4. Il résulte de ce qui précède, sans qu'il soit besoin de se prononcer sur les autres moyens de la requête, que M. A est fondé à demander l'annulation de l'arrêté du 24 mars 2023.

Sur les conclusions aux fins d'injonction et d'astreinte :

5. Il y a lieu, en application de l'article L. 911-1 du code de justice administrative, d'enjoindre au préfet du Nord de délivrer à M. A une carte de séjour temporaire portant la mention " vie privée et familiale ", dans un délai d'un mois à compter de la date de notification du présent jugement, sans qu'il y ait lieu d'assortir cette injonction d'une astreinte.

Sur les frais liés à l'instance :

6. M. A ayant été admis au bénéfice de l'aide juridictionnelle totale, son avocate Me Fourdan peut se prévaloir des dispositions des articles L. 761-1 du code de justice administrative et 37 de la loi du 10 juillet 1991 sur l'aide juridique.
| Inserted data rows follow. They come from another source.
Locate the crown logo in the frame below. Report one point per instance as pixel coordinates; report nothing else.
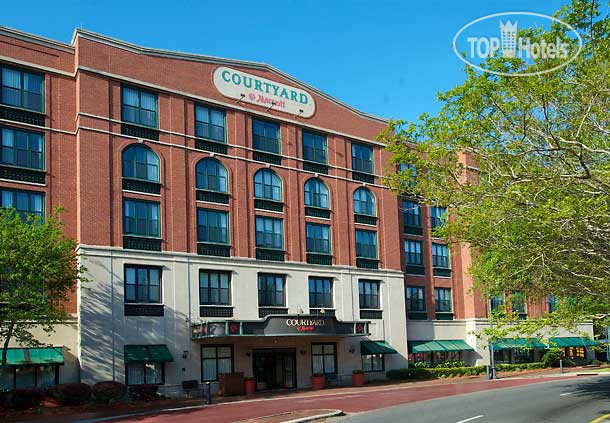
(508, 35)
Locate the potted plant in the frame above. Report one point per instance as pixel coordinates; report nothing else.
(358, 377)
(317, 381)
(250, 384)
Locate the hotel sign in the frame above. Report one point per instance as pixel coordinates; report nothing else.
(263, 92)
(288, 325)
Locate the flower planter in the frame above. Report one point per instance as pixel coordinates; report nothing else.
(357, 379)
(318, 382)
(250, 386)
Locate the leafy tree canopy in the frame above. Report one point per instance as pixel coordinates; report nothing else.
(523, 164)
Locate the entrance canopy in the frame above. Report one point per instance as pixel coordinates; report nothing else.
(571, 342)
(517, 343)
(418, 347)
(376, 347)
(280, 325)
(29, 356)
(147, 354)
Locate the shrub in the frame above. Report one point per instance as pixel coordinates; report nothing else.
(24, 398)
(109, 392)
(71, 393)
(144, 392)
(551, 357)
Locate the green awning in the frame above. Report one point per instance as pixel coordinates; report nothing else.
(27, 356)
(376, 347)
(571, 342)
(418, 347)
(147, 354)
(517, 343)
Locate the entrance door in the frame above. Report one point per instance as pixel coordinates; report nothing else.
(274, 368)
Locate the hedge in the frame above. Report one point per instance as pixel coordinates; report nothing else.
(419, 373)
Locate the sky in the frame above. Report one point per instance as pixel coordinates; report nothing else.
(386, 58)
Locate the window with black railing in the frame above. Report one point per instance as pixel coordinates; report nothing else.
(139, 107)
(314, 147)
(362, 158)
(22, 89)
(442, 300)
(210, 123)
(271, 290)
(320, 292)
(415, 299)
(440, 256)
(266, 136)
(368, 294)
(22, 148)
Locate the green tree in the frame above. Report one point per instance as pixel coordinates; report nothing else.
(39, 268)
(523, 165)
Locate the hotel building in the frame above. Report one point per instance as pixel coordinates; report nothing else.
(231, 219)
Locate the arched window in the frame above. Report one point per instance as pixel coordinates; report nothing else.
(267, 185)
(140, 162)
(364, 202)
(211, 175)
(316, 193)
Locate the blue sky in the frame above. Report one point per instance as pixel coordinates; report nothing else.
(388, 58)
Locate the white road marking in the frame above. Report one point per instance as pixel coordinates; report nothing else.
(470, 419)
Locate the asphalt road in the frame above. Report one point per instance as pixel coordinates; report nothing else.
(570, 401)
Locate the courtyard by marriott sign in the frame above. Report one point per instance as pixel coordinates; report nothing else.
(263, 92)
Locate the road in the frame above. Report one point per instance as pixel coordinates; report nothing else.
(569, 401)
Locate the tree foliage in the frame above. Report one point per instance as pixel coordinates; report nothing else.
(523, 164)
(38, 270)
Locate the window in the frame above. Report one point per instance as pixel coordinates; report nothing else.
(318, 238)
(215, 361)
(314, 147)
(366, 244)
(440, 255)
(320, 292)
(214, 287)
(269, 232)
(140, 162)
(210, 123)
(24, 202)
(271, 290)
(139, 107)
(364, 202)
(413, 255)
(266, 136)
(211, 175)
(316, 193)
(415, 299)
(267, 185)
(323, 359)
(411, 213)
(368, 294)
(442, 297)
(553, 302)
(373, 363)
(497, 303)
(362, 158)
(437, 216)
(23, 89)
(142, 284)
(22, 148)
(145, 373)
(141, 218)
(212, 226)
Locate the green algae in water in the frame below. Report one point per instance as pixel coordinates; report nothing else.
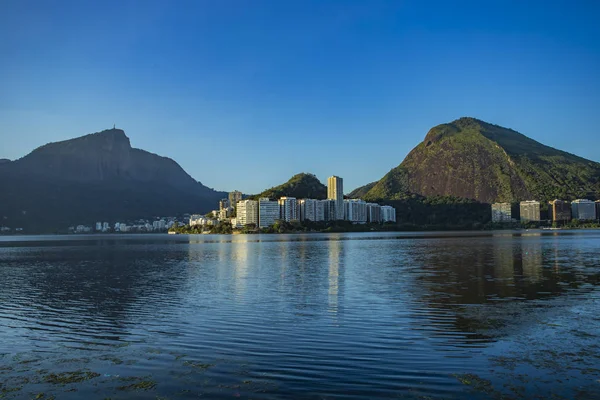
(477, 383)
(65, 378)
(142, 385)
(197, 365)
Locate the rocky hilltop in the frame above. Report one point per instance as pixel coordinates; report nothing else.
(95, 177)
(472, 159)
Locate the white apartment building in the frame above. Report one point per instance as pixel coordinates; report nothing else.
(335, 191)
(268, 212)
(583, 210)
(373, 213)
(288, 209)
(329, 210)
(307, 209)
(530, 210)
(201, 220)
(319, 210)
(247, 212)
(388, 214)
(355, 211)
(501, 212)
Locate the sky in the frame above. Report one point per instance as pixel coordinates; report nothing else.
(245, 94)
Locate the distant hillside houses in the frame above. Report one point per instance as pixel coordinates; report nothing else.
(265, 211)
(558, 211)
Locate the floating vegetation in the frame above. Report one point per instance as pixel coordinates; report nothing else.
(6, 390)
(112, 359)
(477, 383)
(41, 396)
(142, 385)
(197, 365)
(65, 378)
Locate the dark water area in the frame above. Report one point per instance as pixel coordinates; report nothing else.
(318, 316)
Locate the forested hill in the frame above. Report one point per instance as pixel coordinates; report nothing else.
(472, 159)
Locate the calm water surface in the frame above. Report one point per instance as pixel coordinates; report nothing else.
(446, 315)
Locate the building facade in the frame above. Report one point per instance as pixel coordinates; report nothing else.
(329, 213)
(247, 212)
(319, 210)
(583, 210)
(223, 204)
(501, 212)
(559, 211)
(307, 209)
(388, 214)
(288, 209)
(355, 211)
(335, 191)
(373, 213)
(234, 198)
(268, 212)
(530, 210)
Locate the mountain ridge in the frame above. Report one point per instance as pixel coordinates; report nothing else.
(98, 176)
(302, 186)
(473, 159)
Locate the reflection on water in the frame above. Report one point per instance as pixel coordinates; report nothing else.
(334, 274)
(301, 316)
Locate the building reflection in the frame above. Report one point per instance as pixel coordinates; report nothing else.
(335, 253)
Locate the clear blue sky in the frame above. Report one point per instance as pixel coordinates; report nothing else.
(243, 94)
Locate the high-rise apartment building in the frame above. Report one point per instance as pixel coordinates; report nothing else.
(530, 210)
(329, 212)
(501, 212)
(335, 191)
(224, 203)
(307, 209)
(234, 198)
(288, 208)
(268, 212)
(583, 210)
(320, 210)
(559, 210)
(355, 211)
(247, 212)
(388, 214)
(373, 213)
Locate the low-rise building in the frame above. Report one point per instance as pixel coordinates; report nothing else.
(583, 210)
(530, 210)
(501, 212)
(388, 214)
(268, 212)
(247, 212)
(355, 210)
(288, 209)
(559, 211)
(307, 209)
(373, 213)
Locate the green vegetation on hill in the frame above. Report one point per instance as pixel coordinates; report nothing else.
(360, 192)
(472, 159)
(301, 186)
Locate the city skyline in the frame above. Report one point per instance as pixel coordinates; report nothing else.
(185, 79)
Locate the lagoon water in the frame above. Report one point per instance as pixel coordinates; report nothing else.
(316, 316)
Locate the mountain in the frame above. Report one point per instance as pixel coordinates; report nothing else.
(472, 159)
(301, 186)
(97, 177)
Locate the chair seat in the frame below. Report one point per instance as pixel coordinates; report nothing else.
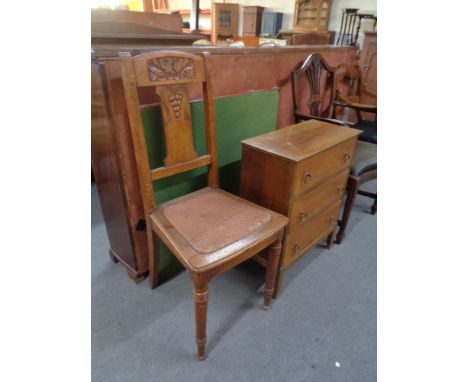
(369, 131)
(210, 226)
(364, 159)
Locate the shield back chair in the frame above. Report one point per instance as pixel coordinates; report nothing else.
(315, 99)
(209, 230)
(352, 93)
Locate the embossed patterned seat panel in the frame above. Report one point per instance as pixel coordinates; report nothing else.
(211, 220)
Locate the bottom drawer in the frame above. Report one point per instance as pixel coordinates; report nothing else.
(300, 239)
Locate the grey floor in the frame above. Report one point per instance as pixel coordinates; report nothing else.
(322, 328)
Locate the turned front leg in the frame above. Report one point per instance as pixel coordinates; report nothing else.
(200, 299)
(274, 254)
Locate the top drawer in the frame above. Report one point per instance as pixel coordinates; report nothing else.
(312, 171)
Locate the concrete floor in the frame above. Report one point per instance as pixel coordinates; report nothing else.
(322, 328)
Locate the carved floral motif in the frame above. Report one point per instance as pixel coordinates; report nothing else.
(175, 100)
(170, 68)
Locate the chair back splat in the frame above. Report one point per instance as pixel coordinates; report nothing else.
(321, 87)
(348, 81)
(170, 74)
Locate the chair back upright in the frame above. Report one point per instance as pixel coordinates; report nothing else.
(171, 74)
(320, 89)
(348, 82)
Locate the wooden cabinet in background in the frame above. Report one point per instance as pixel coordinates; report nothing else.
(252, 21)
(368, 61)
(312, 14)
(224, 21)
(300, 171)
(271, 23)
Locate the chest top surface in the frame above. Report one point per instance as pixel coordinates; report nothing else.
(301, 141)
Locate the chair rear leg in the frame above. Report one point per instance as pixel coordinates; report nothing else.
(274, 254)
(200, 299)
(353, 185)
(153, 254)
(374, 206)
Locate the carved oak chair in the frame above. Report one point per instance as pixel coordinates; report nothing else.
(321, 91)
(351, 92)
(210, 230)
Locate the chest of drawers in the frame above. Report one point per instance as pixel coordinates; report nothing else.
(300, 171)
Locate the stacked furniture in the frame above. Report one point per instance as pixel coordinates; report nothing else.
(312, 15)
(299, 171)
(245, 106)
(271, 23)
(224, 21)
(111, 28)
(252, 21)
(312, 81)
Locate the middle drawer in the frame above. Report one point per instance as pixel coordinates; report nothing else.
(310, 204)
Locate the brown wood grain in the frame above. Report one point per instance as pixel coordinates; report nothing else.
(301, 171)
(170, 74)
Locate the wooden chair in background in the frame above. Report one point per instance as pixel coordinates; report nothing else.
(352, 93)
(318, 95)
(210, 230)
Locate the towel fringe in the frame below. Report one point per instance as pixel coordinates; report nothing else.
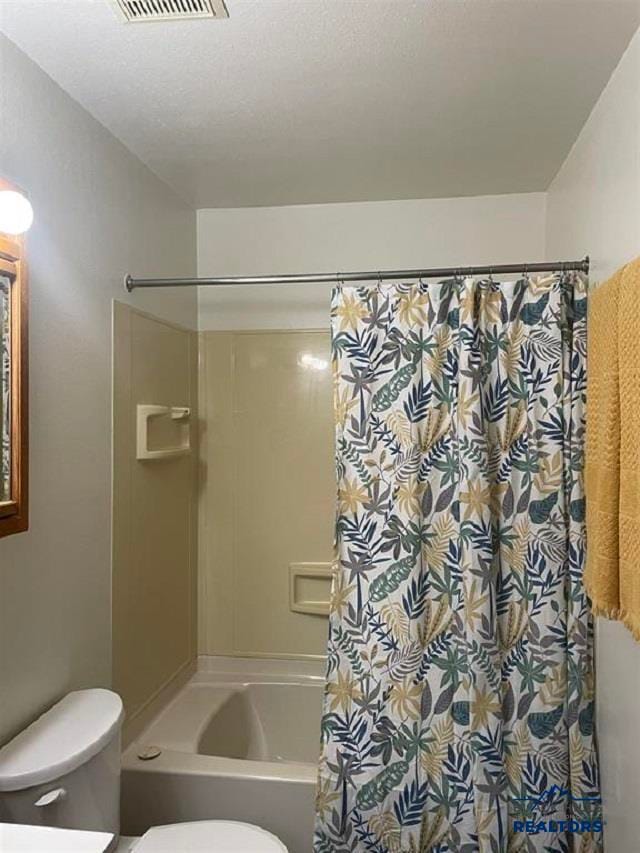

Il y a lieu, dans les circonstances de l'espèce, et sous réserve que Me Fourdan renonce à percevoir la somme correspondant à la part contributive de l'Etat, de mettre à la charge de l'État le versement à Me Fourdan de la somme 1 200 euros.

D E C I D E :

Article 1er : L'arrêté susvisé du préfet du Nord du 24 mars 2023 est annulé.

Article 2 : Il est enjoint au préfet du Nord de délivrer à M A une carte de séjour temporaire portant la mention " vie privée et familiale " dans le délai d'un mois à compter de la notification du présent jugement.
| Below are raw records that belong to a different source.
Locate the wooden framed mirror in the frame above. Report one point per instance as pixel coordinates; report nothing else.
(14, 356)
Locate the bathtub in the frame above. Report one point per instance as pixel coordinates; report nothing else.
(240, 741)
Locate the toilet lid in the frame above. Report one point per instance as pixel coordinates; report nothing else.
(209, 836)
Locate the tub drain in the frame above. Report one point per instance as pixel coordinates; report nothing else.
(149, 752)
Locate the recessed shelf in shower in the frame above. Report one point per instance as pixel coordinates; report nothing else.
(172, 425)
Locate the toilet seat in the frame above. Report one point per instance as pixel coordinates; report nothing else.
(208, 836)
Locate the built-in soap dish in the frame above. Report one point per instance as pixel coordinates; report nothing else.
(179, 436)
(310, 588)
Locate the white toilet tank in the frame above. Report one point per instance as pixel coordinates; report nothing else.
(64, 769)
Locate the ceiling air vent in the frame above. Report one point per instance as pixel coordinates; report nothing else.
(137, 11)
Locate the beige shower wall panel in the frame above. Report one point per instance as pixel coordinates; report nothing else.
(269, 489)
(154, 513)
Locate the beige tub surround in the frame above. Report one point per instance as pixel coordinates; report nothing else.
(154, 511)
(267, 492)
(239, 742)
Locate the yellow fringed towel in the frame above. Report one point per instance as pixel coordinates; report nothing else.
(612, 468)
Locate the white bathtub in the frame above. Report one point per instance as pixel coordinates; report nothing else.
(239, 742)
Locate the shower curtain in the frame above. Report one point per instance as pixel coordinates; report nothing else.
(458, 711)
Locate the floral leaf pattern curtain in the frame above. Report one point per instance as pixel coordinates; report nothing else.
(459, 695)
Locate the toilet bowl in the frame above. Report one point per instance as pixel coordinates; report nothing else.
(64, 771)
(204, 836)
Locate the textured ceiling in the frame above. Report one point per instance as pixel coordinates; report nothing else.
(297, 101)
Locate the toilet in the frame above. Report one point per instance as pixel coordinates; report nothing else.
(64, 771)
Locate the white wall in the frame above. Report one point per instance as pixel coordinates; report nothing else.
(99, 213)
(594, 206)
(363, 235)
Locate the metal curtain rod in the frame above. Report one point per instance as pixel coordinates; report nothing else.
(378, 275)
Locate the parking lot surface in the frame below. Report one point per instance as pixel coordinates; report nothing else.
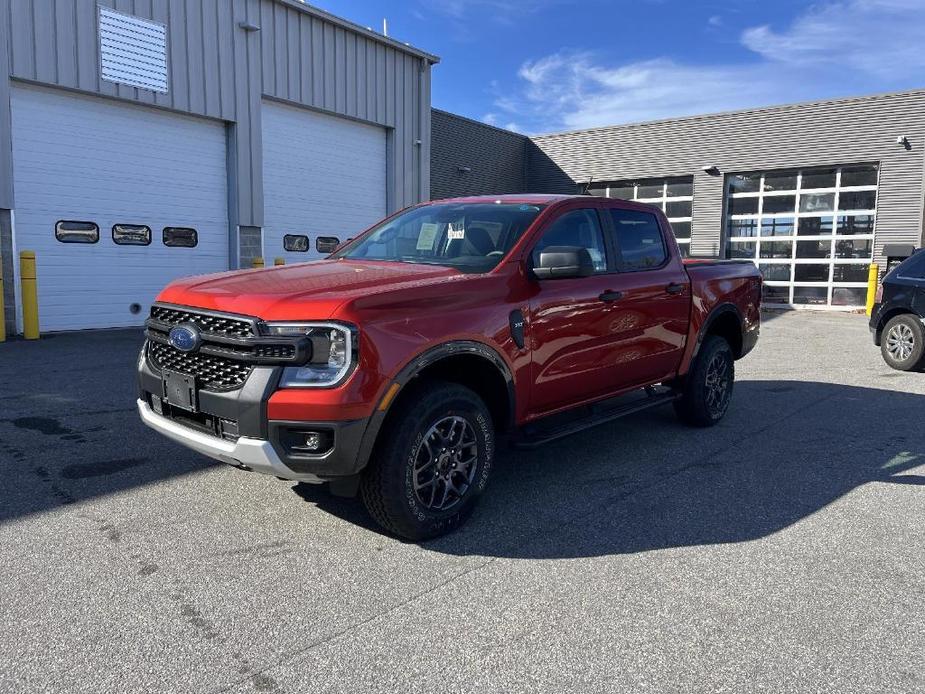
(782, 551)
Article 3 : L'État versera la somme de 1 200 euros à Me Fourdan, en application des dispositions combinées de l'article L. 761-1 du code de justice administrative et de l'article 37 de la loi du 10 juillet 1991 sur l'aide juridique, sous réserve que Me Fourdan renonce à percevoir la somme correspondant à la part contributive de l'État au titre de l'aide juridictionnelle.

Article 4 : Le surplus des conclusions de la requête est rejeté.

Article 5 : Le présent jugement sera notifié à M. B A, à Me Fourdan et au préfet du Nord.

Copie sera adressée au ministre de l'intérieur.

Délibéré après l'audience du 11 octobre 2024, à laquelle siégeaient :

M. Paganel, président,

Mme Dang première conseillère,

Mme Barre, conseillère.

Rendu public par mise à disposition au greffe le 31 octobre 2024.

Le président,

Signé

Signé

M. PAGANEL

La rapporteure,

Signé

L. DANGLa greffière,

Signé

Signé

D. WISNIEWSKI

La République mande et ordonne au préfet du Nord en ce qui le concerne et à commissaires de justice à ce requis en ce qui concerne les voies de droit commun contre les parties privées, de pourvoir à l'exécution de la présente décision.